Федор, наскоро распрощавшись с Зинаидой Петровной, уехал. Раза два он получал от нее письма, в которых, однако, нe было ни малейшего намека на любовь. Несколько раз она забегала к нему на квартиру в Москве, но говорила по-прежнему сдержанно, только как со знакомым - не больше. Посидит часок -и уйдет. А он в душе и этому был рад. Москву он полюбил, завод стал его родным домом. А потом о нем заговорили в заводской газете как о стахановце. Забаров же становился все более задумчив и молчалив. Именно тогда на его лбу легли эти напряженные складки. Его редко видели в кино, на гулянках. О причине догадывались немногие: Федор учился. Его маленькая комната была завалена книгами. Каждую ночь он читал техническую литературу - хотел стать инженером. Часто к нeму приходил парторг цеха и помогал в учебе. Утром, умывшись и немного перекусив, Федор спешил на завод. Тысячи разноголосых гудков плыли над столицей.
Однажды в заводских воротах его встретила новость: начальником цеха к ним был назначен новый молодой инженер... Это была Зинаида Петровна Волгушева. Федор в замешательстве остановился, еще не зная, как отнестись к этому событию. В конце концов он решил, что все это произошло по чистой случайности: не из-за него же, в самом деле, она попросилась на этот завод!.. Она так и сказала:
– Я еще раньше, когда тебя тут не было, хотела попасть сюда. Так что ты не думай...
– А я и не думаю,- ответил он.
– А почему ты не думаешь?
– обиделась она и ушла.
Он посмотрел ей вслед, пожал плечами.
В тот же день он выполнил пять дневных норм. "Пусть нос-то не особенно задирает. Инженер!"
А она и не задирала нос. Часто подходила к его рабочему месту. Один раз, не выдержав, спросила:
– Так ты недоволен моим приходом в цех?
– Доволен.
– А почему ты доволен?
– Ну вот... опять.
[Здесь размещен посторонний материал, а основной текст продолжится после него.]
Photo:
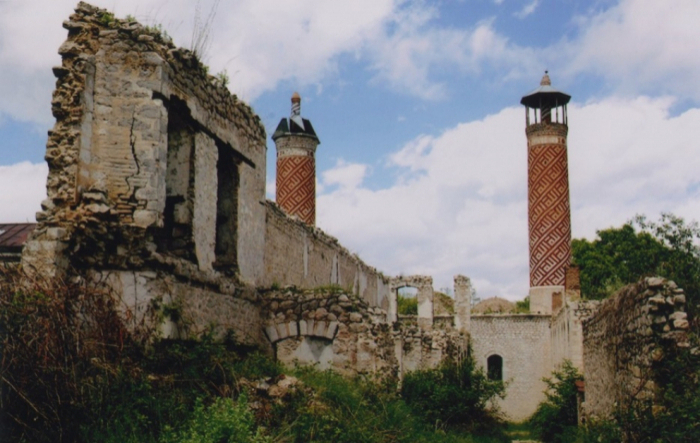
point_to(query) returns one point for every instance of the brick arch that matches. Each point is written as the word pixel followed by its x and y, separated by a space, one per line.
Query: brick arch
pixel 304 328
pixel 484 361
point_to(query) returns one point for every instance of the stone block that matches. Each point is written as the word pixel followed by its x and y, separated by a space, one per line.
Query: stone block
pixel 144 218
pixel 332 329
pixel 272 334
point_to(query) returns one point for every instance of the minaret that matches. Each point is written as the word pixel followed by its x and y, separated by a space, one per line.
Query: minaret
pixel 296 144
pixel 549 213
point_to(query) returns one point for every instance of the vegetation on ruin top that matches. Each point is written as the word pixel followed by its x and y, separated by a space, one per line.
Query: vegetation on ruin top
pixel 73 372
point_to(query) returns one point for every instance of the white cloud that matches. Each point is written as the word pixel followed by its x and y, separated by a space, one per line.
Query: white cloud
pixel 408 57
pixel 527 9
pixel 24 187
pixel 459 204
pixel 641 45
pixel 346 176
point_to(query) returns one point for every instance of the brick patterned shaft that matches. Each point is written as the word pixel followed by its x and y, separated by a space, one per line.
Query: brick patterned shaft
pixel 296 177
pixel 549 213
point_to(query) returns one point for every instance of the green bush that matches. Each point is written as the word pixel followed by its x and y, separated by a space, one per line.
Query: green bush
pixel 224 421
pixel 556 418
pixel 456 394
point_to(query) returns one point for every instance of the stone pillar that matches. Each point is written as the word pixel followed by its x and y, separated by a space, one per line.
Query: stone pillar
pixel 424 297
pixel 296 144
pixel 549 211
pixel 463 302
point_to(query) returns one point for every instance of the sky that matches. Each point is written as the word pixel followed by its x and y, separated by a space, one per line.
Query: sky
pixel 422 167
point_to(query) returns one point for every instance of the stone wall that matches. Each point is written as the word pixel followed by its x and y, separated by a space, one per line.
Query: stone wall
pixel 145 147
pixel 331 329
pixel 630 330
pixel 186 309
pixel 304 256
pixel 523 342
pixel 567 331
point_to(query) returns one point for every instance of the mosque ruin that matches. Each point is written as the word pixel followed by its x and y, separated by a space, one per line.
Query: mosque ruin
pixel 156 188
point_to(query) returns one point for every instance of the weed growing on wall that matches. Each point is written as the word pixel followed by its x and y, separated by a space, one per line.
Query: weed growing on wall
pixel 675 414
pixel 456 394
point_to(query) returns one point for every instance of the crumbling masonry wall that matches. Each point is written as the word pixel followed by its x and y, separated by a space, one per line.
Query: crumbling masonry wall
pixel 523 342
pixel 156 178
pixel 621 341
pixel 304 256
pixel 156 188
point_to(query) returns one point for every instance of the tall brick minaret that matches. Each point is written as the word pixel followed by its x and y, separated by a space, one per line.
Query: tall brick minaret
pixel 549 213
pixel 296 144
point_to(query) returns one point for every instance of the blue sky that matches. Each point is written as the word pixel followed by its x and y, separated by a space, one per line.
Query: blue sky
pixel 422 162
Кто же спрашивает об этом?
И снова, обиженная, она ушла от него.
Забаров шумно вздохнул. Надо было бы ему объясниться с девушкой как следует, но не решался: не знал, как отнесется Зинаида Петровна к его признанию.
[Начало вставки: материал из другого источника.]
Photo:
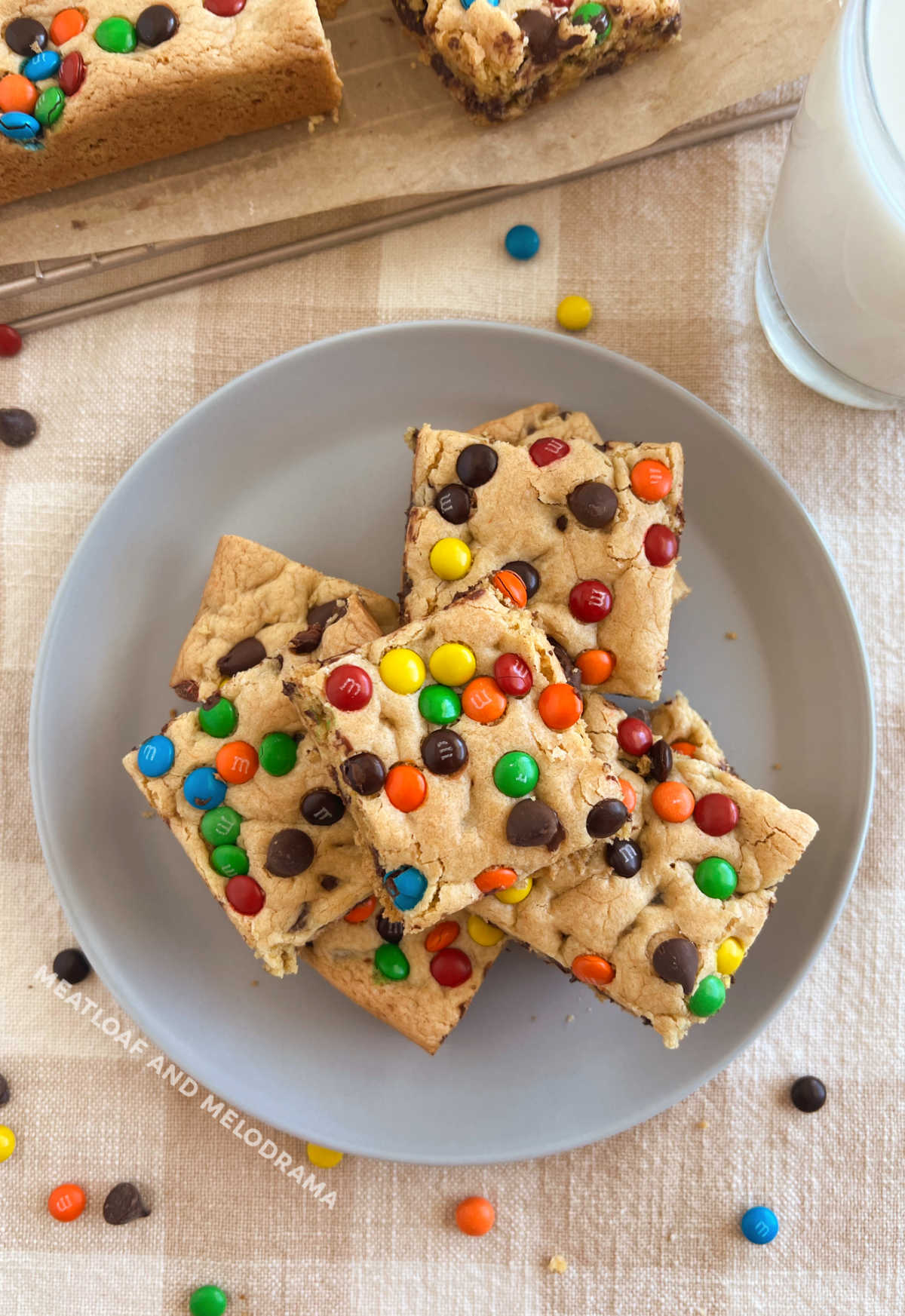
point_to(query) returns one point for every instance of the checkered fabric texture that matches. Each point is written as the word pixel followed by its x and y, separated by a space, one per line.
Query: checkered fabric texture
pixel 648 1220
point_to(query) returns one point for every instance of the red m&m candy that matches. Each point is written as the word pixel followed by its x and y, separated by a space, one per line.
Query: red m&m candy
pixel 349 687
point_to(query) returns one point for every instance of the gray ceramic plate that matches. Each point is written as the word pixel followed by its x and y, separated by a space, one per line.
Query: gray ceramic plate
pixel 305 454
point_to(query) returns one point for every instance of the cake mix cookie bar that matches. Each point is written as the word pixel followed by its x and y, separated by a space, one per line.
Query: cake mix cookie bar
pixel 662 911
pixel 591 529
pixel 258 603
pixel 499 57
pixel 461 750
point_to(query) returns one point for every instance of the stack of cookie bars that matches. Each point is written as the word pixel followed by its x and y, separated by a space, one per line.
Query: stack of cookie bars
pixel 391 795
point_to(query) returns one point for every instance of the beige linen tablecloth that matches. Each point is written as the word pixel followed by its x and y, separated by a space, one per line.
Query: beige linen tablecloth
pixel 646 1222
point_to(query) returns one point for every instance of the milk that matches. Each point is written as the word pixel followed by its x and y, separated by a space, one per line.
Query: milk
pixel 834 250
Когда она в следующий раз подошла к нему, Федор, хмурясь и краснея, заговорил быстро и сбивчиво:
– Вот что, Зина... Давай обсудим это...
– Ты о чем?
– вспыхнув, она резко повернулась и, не оглядываясь, пошла от станка.
Потом началась война.
Федор на третий же день ушел на фронт. С Зиной он даже нe простился. "Для чего ее видеть,- думал он,- не любит ведь. Теперь-то уже это ясно. Просто так - знакомые". Правда, через две недели он получил от нее письмо. Но в нем опять никакого намека на любовь. Деловое письмо о заводе, об оставшихся на нем товарищах Федора. Зачем только она пишет ему о них? Будто сами не могут написать. Забаров так ей и ответил. А она в следующем письме его спросила: о ком же ей писать? О себе? Так это ему неинтересно...
Что она - смеется? О ком же ему хочется знать больше всего на свете, как не о ней?! Об этом он хотел написать ей немедленно. Но когда взял карандаш, вдруг передумал, будто испугавшись чего-то. После этого еще несколько раз собирался написать ей о своем большом чувстве, но так и не решился.
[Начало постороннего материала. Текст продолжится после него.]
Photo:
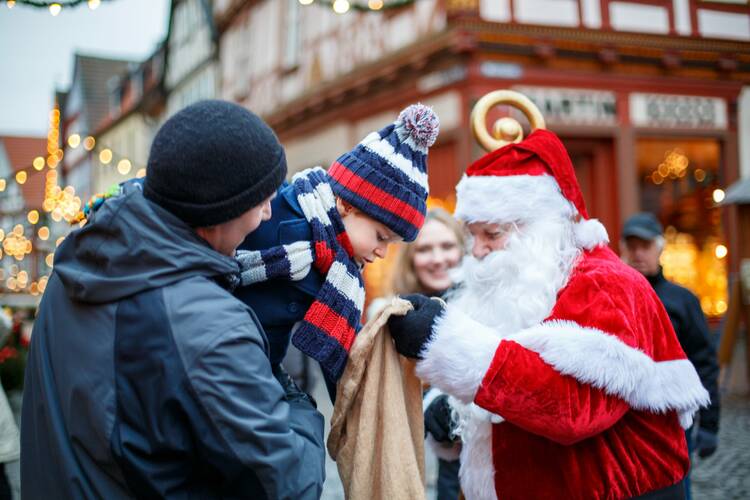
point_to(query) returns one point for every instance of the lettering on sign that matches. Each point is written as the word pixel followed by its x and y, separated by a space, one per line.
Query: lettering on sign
pixel 493 69
pixel 567 106
pixel 677 111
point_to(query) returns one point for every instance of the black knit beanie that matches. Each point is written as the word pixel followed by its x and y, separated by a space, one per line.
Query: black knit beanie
pixel 212 162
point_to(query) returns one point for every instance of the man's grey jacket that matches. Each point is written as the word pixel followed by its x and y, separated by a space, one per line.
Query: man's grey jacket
pixel 146 378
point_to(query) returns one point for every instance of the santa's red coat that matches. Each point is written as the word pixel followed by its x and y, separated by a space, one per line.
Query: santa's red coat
pixel 587 404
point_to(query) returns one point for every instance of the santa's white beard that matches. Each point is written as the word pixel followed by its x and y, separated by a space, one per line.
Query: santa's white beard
pixel 516 287
pixel 508 290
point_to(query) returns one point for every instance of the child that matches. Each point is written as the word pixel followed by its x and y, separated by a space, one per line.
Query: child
pixel 301 270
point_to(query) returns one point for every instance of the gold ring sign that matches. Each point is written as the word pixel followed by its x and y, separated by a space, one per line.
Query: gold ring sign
pixel 505 130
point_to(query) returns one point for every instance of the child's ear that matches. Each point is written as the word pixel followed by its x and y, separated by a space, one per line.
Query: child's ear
pixel 343 207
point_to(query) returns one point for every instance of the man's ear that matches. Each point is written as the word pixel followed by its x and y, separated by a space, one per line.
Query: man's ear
pixel 343 207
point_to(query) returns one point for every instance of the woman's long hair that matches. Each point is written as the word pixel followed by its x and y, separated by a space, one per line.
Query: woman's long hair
pixel 403 277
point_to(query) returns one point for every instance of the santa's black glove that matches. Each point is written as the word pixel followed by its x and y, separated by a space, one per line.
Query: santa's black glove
pixel 706 442
pixel 292 392
pixel 411 331
pixel 438 421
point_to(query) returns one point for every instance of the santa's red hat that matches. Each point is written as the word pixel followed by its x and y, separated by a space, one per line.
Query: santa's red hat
pixel 524 182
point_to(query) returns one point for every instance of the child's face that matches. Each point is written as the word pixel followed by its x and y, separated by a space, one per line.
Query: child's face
pixel 369 238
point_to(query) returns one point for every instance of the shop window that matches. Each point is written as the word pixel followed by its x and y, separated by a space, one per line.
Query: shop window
pixel 679 180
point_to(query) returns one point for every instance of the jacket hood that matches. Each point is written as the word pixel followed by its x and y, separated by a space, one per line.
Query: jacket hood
pixel 131 245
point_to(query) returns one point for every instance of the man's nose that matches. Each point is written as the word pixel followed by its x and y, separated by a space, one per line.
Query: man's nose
pixel 479 250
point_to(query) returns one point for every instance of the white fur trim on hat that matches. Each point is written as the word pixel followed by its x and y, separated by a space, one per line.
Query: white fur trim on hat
pixel 486 198
pixel 590 233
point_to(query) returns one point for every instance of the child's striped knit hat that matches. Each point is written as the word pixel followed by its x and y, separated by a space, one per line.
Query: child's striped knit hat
pixel 385 175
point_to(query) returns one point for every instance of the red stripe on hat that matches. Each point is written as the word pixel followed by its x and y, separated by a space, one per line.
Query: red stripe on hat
pixel 375 195
pixel 331 322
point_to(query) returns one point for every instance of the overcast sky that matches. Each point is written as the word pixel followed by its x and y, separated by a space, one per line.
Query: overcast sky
pixel 36 51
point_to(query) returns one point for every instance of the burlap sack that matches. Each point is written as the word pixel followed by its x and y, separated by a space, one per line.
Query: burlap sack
pixel 377 428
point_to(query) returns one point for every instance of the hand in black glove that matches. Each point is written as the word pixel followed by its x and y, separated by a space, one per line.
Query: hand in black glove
pixel 706 442
pixel 411 331
pixel 438 420
pixel 291 391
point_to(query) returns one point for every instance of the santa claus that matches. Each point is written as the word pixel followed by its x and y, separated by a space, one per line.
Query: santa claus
pixel 566 377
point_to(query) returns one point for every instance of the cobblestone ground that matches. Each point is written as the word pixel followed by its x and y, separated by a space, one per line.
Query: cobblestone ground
pixel 726 474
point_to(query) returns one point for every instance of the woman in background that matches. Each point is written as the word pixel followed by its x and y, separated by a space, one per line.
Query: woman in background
pixel 423 266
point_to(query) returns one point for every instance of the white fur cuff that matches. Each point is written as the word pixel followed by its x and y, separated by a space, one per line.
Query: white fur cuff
pixel 458 355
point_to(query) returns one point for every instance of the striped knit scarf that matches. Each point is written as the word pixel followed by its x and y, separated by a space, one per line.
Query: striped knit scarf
pixel 328 329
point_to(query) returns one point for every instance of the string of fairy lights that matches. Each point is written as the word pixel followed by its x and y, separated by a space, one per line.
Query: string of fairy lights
pixel 61 204
pixel 343 6
pixel 338 6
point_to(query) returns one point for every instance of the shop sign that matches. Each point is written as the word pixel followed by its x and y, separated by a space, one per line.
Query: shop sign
pixel 566 106
pixel 503 71
pixel 442 78
pixel 677 111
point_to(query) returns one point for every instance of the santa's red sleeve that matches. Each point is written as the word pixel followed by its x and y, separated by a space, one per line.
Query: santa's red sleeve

Она, между прочим, писала: "Говорила же я тебе, что мой рассказ о моей особе будет для тебя неинтересен. Так оно и есть. Ты даже писать перестал".
А как он будет писать ей? Любит, конечно, он ее здорово. А она?.. Забаров хорошо помнил, как Зинаида убежала от него, когда он пытался объясниться. Нет, не будет он ей писать, ни за что не будет!..
– И сейчас не пишешь?
– спросил Гунько.
– Нет.
– Ну и дурак.
Забаров лежал на дне оврага, вверх лицом, в расстегнутой и порванной во многих местах гимнастерке.
На волосатой его груди проступало татуированное изображение орла, державшего в когтях какую-то жертву. После этой исповеди Федор здорово изменился: в глазах оттепель, сосредоточенность сменилась глубокой и тихой задумчивостью. Даже складок на лбу стало как будто меньше. Темно-русые мягкие волосы, откинутые назад, рассыпались по земле.